BULGARIA'S TOURIST TAX RULED UNCONSTITUTIONAL
The tourist tax that was introduced in Bulgaria in April 2011 is unconstitutional, the Bulgarian Constitutional Court has ruled.
The Court made the ruling on April 5 but it was not made public until Monday, April 9, when it was announced on the institution's website.
The probe into the legality of the controversial tourist tax had been launched at the request of 61 Members of Parliament from the opposition Bulgarian Socialist Party and the rightist Democrats for Strong Bulgaria Party.
Under the amendments of the Local Taxes and Fees Act last April, the tourist tax replaced the local tourist fees that hotel owners used to pay per night stay; the new tax was estimated on the annual occupancy of the hotels and other accommodation establishment but set a minimum threshold of a 30% occupancy rate, that is, assuming that any hotel got at least a 30% occupancy in a given year, unless the reported occupancy rate was higher.
The rationale of the new tourist tax was the fact that it was widely believed that hotel owners misreported the number of hotel stays they got in order to pay lower fees under the previous taxation method.

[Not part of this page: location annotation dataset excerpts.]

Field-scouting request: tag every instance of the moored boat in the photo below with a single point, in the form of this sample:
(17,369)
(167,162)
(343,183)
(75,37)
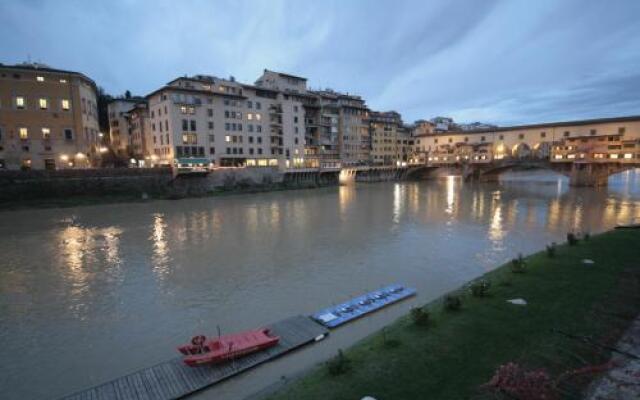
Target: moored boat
(224,348)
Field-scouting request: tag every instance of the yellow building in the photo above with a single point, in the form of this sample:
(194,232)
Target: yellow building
(48,118)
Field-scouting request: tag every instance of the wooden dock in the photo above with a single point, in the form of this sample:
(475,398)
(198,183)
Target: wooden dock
(173,379)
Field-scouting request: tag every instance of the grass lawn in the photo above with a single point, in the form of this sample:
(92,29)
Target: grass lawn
(458,351)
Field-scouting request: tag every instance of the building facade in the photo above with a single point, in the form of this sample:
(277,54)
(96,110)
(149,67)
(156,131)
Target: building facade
(605,138)
(48,118)
(120,135)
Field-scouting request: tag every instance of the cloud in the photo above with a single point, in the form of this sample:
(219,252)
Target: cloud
(500,62)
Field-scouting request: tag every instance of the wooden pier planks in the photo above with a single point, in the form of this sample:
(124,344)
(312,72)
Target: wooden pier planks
(173,379)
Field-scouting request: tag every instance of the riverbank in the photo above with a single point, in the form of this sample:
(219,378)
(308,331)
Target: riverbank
(558,342)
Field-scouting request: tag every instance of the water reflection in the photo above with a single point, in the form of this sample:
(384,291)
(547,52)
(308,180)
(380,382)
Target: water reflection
(145,274)
(160,259)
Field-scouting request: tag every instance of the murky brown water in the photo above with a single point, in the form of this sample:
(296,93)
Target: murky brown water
(88,294)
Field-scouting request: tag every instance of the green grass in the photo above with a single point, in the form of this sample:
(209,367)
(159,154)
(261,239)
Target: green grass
(460,350)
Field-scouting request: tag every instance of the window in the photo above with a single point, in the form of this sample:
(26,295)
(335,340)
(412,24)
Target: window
(189,138)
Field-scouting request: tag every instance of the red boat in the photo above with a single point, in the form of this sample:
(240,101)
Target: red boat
(212,351)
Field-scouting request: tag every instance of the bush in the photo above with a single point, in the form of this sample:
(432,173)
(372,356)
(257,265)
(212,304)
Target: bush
(518,265)
(551,250)
(339,364)
(452,303)
(419,316)
(480,288)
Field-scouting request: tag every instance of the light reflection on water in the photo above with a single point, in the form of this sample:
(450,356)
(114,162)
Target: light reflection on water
(85,286)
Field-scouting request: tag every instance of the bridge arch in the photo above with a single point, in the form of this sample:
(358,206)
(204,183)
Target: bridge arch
(521,150)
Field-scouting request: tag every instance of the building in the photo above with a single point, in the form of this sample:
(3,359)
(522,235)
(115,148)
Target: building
(48,118)
(385,134)
(119,127)
(608,138)
(227,122)
(277,121)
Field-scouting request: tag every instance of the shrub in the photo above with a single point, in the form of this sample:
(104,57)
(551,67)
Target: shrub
(452,303)
(339,364)
(551,250)
(480,288)
(518,265)
(516,382)
(419,316)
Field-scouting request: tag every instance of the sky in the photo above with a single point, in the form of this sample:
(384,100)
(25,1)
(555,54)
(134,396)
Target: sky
(504,62)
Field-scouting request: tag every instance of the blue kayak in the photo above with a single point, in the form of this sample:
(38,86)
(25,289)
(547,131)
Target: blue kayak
(362,305)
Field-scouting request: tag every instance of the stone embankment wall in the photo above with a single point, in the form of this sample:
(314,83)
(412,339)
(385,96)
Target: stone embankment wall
(17,186)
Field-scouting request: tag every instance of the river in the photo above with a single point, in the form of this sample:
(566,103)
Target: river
(90,293)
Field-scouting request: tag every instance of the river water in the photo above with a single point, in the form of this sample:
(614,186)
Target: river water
(90,293)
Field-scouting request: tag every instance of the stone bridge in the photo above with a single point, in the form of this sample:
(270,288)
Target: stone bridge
(582,172)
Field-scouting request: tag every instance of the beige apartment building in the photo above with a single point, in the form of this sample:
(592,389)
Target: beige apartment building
(48,118)
(120,129)
(228,123)
(277,121)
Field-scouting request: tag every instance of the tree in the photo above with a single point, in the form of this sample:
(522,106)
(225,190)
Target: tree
(103,112)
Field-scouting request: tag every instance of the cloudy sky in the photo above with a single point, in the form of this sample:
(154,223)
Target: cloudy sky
(502,62)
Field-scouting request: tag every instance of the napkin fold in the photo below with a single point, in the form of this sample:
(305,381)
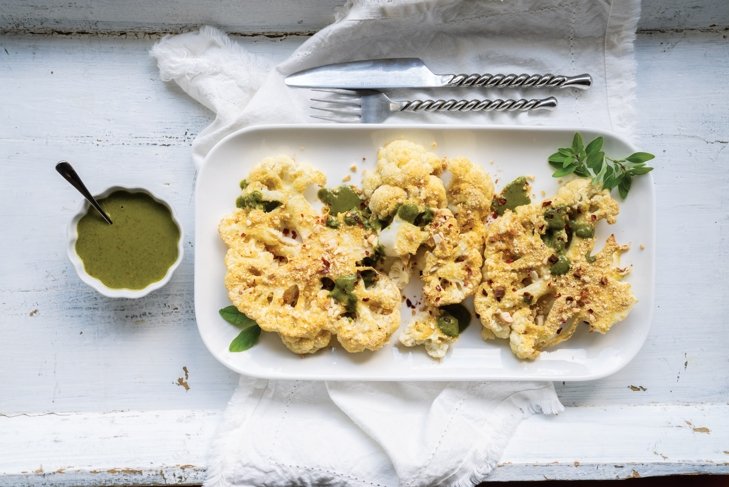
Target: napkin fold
(285,433)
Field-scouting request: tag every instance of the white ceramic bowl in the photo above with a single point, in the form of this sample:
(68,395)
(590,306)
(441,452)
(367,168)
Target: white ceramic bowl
(72,236)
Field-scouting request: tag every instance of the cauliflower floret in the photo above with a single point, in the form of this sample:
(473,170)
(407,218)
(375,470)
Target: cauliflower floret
(376,318)
(424,331)
(401,238)
(469,190)
(437,329)
(386,199)
(285,174)
(588,199)
(451,270)
(282,257)
(410,167)
(307,345)
(540,282)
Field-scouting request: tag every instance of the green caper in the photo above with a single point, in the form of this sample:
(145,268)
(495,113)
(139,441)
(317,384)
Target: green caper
(460,313)
(556,218)
(448,325)
(557,240)
(353,218)
(343,292)
(424,217)
(332,222)
(583,230)
(408,212)
(269,206)
(562,266)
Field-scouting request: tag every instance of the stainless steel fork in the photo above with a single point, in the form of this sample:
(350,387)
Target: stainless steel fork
(369,106)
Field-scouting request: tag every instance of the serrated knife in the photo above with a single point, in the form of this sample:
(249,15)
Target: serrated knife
(413,73)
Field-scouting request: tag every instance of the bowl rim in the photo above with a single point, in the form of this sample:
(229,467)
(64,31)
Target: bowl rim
(98,285)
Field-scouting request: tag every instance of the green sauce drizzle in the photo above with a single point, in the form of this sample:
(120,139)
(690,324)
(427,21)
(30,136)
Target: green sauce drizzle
(516,193)
(343,292)
(453,320)
(339,200)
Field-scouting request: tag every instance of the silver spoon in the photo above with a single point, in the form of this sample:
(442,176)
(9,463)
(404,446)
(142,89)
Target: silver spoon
(68,173)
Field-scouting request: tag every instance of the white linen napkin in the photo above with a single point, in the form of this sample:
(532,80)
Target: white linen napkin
(282,433)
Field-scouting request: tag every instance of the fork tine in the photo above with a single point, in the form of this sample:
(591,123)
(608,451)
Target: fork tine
(337,120)
(337,91)
(337,102)
(346,112)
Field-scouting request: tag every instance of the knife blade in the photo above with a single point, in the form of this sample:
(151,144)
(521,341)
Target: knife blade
(393,73)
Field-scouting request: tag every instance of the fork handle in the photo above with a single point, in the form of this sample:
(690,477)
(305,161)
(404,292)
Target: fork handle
(580,82)
(497,105)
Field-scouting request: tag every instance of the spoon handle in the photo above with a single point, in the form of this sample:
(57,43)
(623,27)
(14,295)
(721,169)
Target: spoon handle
(69,174)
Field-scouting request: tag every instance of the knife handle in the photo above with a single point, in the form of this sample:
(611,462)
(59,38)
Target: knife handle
(580,82)
(497,105)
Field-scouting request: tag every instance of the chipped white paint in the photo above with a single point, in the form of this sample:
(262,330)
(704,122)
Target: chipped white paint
(270,16)
(89,390)
(164,447)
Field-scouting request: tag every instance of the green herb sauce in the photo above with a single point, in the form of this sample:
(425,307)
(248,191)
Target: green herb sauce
(343,292)
(137,249)
(454,318)
(339,200)
(516,193)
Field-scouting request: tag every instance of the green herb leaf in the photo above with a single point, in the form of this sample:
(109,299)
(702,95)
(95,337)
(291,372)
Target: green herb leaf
(640,157)
(245,339)
(577,143)
(624,186)
(591,161)
(637,171)
(595,146)
(563,172)
(236,318)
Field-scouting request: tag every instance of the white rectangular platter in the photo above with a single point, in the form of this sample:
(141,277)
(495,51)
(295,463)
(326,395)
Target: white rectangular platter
(506,153)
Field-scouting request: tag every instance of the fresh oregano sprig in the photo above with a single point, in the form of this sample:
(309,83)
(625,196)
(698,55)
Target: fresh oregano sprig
(250,331)
(591,162)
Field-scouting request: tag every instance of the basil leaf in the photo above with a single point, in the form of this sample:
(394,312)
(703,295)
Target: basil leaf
(563,172)
(236,318)
(245,339)
(640,157)
(577,143)
(595,160)
(594,146)
(637,171)
(624,187)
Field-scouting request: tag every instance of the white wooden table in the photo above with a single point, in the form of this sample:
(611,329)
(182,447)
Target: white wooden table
(99,391)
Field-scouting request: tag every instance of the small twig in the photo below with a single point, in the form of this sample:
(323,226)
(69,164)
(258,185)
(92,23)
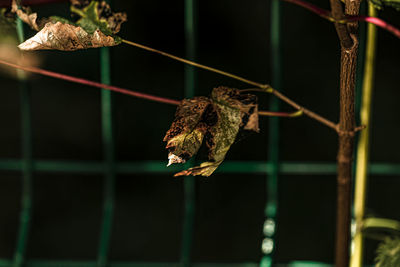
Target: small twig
(341,29)
(6,3)
(307,112)
(91,83)
(280,114)
(123,90)
(189,62)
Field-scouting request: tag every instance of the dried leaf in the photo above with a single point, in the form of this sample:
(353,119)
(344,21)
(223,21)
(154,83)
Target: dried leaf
(217,120)
(66,37)
(98,14)
(95,28)
(186,134)
(26,15)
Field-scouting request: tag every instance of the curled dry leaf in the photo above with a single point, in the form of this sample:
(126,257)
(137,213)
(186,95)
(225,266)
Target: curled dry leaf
(95,28)
(26,15)
(217,120)
(380,4)
(8,46)
(66,37)
(100,13)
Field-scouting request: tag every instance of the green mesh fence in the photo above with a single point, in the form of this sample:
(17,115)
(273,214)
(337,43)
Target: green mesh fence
(110,167)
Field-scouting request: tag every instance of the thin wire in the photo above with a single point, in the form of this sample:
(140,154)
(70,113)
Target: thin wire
(224,73)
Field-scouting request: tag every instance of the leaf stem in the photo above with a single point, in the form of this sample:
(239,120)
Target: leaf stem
(306,111)
(327,15)
(189,62)
(92,83)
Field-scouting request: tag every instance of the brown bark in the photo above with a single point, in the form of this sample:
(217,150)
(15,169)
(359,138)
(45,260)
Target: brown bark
(345,153)
(346,130)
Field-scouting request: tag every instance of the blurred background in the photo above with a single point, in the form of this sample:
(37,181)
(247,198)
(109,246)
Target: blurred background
(147,226)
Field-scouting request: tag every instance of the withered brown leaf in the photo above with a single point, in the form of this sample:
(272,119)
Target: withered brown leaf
(66,37)
(217,120)
(95,28)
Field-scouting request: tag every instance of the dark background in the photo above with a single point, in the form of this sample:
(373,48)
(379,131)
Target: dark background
(233,36)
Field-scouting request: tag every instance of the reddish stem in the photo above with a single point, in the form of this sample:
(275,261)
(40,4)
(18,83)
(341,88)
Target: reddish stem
(327,15)
(7,3)
(92,83)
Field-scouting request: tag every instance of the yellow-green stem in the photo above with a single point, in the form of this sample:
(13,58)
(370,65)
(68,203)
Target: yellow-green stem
(363,143)
(224,73)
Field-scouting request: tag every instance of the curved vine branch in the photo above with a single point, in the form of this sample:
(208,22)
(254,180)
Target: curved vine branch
(326,14)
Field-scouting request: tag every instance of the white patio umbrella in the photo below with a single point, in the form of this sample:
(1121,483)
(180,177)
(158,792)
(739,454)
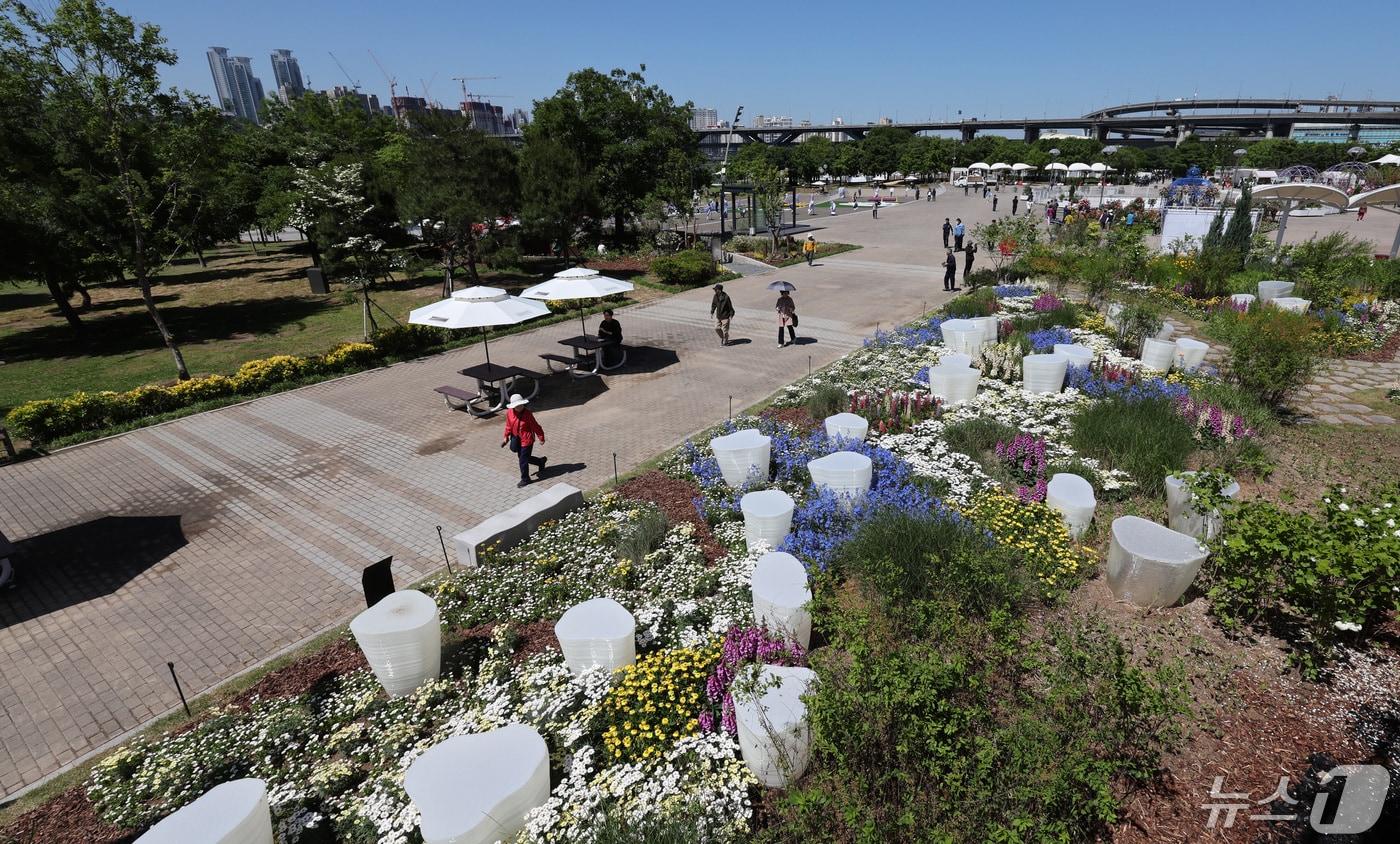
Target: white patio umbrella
(478,307)
(578,283)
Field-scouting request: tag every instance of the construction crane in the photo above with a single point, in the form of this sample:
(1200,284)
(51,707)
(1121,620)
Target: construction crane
(354,86)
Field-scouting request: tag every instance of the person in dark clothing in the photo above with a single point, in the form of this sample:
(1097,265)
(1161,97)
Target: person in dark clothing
(609,331)
(723,311)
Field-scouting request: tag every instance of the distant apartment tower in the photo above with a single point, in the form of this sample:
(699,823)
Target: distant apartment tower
(704,118)
(240,91)
(287,73)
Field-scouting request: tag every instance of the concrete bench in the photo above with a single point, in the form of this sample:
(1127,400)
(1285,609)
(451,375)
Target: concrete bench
(507,529)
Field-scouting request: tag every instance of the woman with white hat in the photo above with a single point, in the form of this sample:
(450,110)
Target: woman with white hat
(521,431)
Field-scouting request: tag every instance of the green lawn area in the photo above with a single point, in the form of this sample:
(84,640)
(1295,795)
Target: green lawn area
(238,308)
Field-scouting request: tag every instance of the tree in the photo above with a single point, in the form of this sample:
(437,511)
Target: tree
(455,182)
(623,133)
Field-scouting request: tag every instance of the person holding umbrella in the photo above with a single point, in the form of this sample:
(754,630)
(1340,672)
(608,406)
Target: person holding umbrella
(521,431)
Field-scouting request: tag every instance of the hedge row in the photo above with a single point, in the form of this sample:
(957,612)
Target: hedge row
(46,420)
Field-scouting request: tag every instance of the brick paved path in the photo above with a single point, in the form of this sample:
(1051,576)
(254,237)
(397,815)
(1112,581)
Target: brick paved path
(220,539)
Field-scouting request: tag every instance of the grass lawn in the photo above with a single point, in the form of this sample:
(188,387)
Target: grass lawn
(238,308)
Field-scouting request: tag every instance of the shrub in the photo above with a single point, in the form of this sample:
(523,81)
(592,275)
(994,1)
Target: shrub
(1271,353)
(686,269)
(1147,438)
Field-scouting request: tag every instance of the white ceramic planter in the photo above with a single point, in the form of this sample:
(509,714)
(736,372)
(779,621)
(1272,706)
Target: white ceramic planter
(478,788)
(1271,290)
(774,735)
(1150,564)
(849,426)
(1158,354)
(1190,354)
(1073,497)
(954,384)
(233,812)
(846,473)
(1183,518)
(767,517)
(1043,373)
(1078,356)
(744,456)
(780,596)
(597,633)
(402,640)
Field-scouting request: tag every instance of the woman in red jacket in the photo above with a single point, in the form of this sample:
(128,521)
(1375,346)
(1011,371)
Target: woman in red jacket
(521,431)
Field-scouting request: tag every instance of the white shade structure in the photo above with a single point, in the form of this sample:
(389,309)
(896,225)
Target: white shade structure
(774,735)
(402,640)
(233,812)
(847,424)
(577,283)
(1158,354)
(478,788)
(1043,373)
(1073,498)
(1078,356)
(1150,564)
(847,473)
(1271,290)
(1190,354)
(1185,518)
(742,456)
(954,384)
(767,517)
(780,596)
(598,633)
(478,307)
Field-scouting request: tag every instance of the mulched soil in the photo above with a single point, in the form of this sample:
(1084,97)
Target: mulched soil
(676,498)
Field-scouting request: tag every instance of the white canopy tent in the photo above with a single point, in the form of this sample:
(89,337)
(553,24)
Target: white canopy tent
(1294,193)
(1381,198)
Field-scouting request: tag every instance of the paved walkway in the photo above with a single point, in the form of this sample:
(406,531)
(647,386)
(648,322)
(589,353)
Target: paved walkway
(220,539)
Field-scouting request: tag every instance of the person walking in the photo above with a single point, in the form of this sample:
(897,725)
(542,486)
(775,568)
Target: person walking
(521,433)
(787,318)
(723,311)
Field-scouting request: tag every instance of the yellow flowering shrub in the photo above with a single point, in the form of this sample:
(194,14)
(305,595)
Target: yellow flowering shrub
(1036,532)
(655,701)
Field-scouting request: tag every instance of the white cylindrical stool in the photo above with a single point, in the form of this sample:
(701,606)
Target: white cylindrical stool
(780,596)
(597,633)
(1190,354)
(954,384)
(1073,497)
(1150,564)
(233,812)
(1271,290)
(774,735)
(742,456)
(849,426)
(1185,518)
(1043,373)
(478,788)
(767,517)
(846,473)
(402,640)
(1158,354)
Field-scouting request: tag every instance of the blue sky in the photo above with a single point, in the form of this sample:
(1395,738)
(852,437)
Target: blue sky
(815,59)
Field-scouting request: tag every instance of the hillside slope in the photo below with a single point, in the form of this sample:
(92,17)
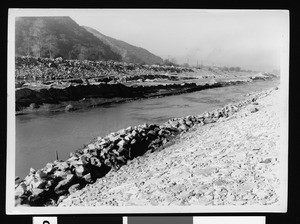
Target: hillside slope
(59,37)
(128,52)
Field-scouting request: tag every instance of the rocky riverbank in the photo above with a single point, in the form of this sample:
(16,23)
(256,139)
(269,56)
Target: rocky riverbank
(106,158)
(234,161)
(44,84)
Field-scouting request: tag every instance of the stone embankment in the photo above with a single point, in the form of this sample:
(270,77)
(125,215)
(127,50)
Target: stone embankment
(49,185)
(25,96)
(47,70)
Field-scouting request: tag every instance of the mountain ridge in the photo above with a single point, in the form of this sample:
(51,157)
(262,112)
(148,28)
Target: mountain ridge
(129,52)
(61,36)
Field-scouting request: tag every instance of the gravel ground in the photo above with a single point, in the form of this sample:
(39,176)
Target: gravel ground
(232,162)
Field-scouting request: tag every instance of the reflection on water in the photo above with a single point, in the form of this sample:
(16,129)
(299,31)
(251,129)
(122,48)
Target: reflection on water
(39,135)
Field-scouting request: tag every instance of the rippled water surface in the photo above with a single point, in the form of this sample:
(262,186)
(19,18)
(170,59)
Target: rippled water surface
(39,135)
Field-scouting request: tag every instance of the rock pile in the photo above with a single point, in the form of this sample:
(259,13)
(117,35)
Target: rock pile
(47,69)
(52,183)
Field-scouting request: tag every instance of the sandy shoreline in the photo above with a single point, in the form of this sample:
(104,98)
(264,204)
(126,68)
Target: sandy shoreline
(234,161)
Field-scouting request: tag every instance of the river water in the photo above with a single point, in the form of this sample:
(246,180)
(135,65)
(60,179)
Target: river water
(39,135)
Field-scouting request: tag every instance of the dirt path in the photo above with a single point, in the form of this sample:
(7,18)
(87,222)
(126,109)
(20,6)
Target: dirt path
(232,162)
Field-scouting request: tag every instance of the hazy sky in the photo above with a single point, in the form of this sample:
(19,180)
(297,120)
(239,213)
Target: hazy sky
(245,38)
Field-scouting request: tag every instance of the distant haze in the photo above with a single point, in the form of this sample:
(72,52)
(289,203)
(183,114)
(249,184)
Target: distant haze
(251,39)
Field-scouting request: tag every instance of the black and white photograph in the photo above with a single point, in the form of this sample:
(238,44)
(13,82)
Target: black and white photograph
(147,111)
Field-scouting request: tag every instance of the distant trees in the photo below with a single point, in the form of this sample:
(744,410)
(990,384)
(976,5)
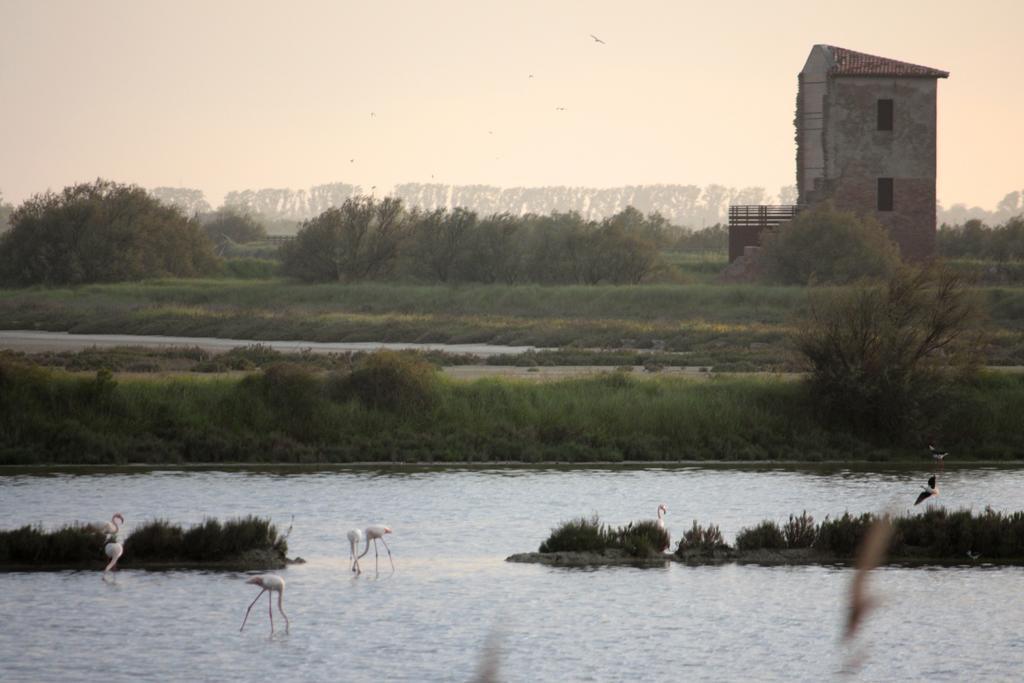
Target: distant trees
(976,240)
(5,211)
(826,245)
(228,224)
(100,231)
(882,356)
(357,241)
(368,239)
(189,200)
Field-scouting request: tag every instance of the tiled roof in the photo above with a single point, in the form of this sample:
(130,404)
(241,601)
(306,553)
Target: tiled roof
(848,62)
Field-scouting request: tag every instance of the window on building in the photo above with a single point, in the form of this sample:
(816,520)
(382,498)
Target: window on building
(885,115)
(885,194)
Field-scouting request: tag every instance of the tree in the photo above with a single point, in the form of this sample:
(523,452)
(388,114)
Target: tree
(881,356)
(439,241)
(357,241)
(101,231)
(825,245)
(228,224)
(5,211)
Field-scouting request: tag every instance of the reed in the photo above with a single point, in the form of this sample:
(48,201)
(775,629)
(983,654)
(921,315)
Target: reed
(156,542)
(290,413)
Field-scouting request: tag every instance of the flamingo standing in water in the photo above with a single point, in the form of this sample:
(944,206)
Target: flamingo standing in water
(373,532)
(270,583)
(663,509)
(113,549)
(355,537)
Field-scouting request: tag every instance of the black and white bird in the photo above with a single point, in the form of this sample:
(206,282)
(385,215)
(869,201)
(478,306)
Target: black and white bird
(931,489)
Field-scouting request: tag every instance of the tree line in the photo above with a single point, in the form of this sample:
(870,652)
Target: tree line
(375,239)
(976,240)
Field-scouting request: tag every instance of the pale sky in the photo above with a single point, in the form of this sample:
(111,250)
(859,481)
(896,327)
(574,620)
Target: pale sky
(236,95)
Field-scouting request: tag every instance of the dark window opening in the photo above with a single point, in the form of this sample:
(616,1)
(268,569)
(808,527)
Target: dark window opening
(885,115)
(885,194)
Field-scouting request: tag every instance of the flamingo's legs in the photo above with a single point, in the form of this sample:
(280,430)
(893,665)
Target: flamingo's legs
(388,553)
(281,606)
(269,610)
(250,608)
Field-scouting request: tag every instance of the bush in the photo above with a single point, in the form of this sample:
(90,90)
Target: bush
(68,545)
(824,245)
(389,381)
(766,536)
(702,539)
(642,539)
(581,535)
(882,357)
(843,535)
(227,225)
(800,531)
(99,232)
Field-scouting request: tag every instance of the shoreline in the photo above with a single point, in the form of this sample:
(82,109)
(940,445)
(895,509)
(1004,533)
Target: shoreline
(794,557)
(865,465)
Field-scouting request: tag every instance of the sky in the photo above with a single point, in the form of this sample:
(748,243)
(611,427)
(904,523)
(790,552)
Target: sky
(231,95)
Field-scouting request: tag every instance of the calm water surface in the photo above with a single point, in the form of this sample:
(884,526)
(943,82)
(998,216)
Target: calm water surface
(453,590)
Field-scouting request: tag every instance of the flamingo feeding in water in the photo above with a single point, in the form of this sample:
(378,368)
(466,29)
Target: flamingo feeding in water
(663,509)
(270,583)
(373,532)
(931,489)
(355,537)
(113,549)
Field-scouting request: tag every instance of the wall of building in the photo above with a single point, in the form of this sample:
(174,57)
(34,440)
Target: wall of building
(856,155)
(813,84)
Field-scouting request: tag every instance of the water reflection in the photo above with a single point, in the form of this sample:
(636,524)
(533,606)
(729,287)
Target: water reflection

However, hotel owners have revolted against the new tax alleging that hotels that provide seasonal accommodation have no way of reaching even the minimum threshold of a 30% annual occupancy rate on which the tourist tax is estimated.
The opposition MPs declared in their request to the Constitutional Court that the new tax in fact taxes the number of hotel beds, rather than the actual number of hotel stays in a given year.
This, the MPs argued, means that the tourist tax, which is supposed to be an income tax, has been turned into a property tax, with this mixing of the two taxation concepts "contradicting the rule of law principle in the Bulgarian Constitution." The new tax is also said to be in violation of the principle that taxation must take into account the actual income.
In its ruling, the Bulgarian Constitutional Court has agreed with the arguments of the opposition MPs, stating that it is the number of night stays that need to be taxed, while the minimum 30% occupancy rate threshold turns the tourist tax into a property tax.
This contradicts the Constitution in its requirement that income and property taxes be clearly differentiated, the judges have ruled. They have also based their ruling on a 1996 case in which the same court ruled that the two type of taxes mentioned above cannot be mixed in Bulgarian legislation.
Two of the 12 judges of the Bulgarian Constitutional Court have signed the ruling against the tourist tax with reservations.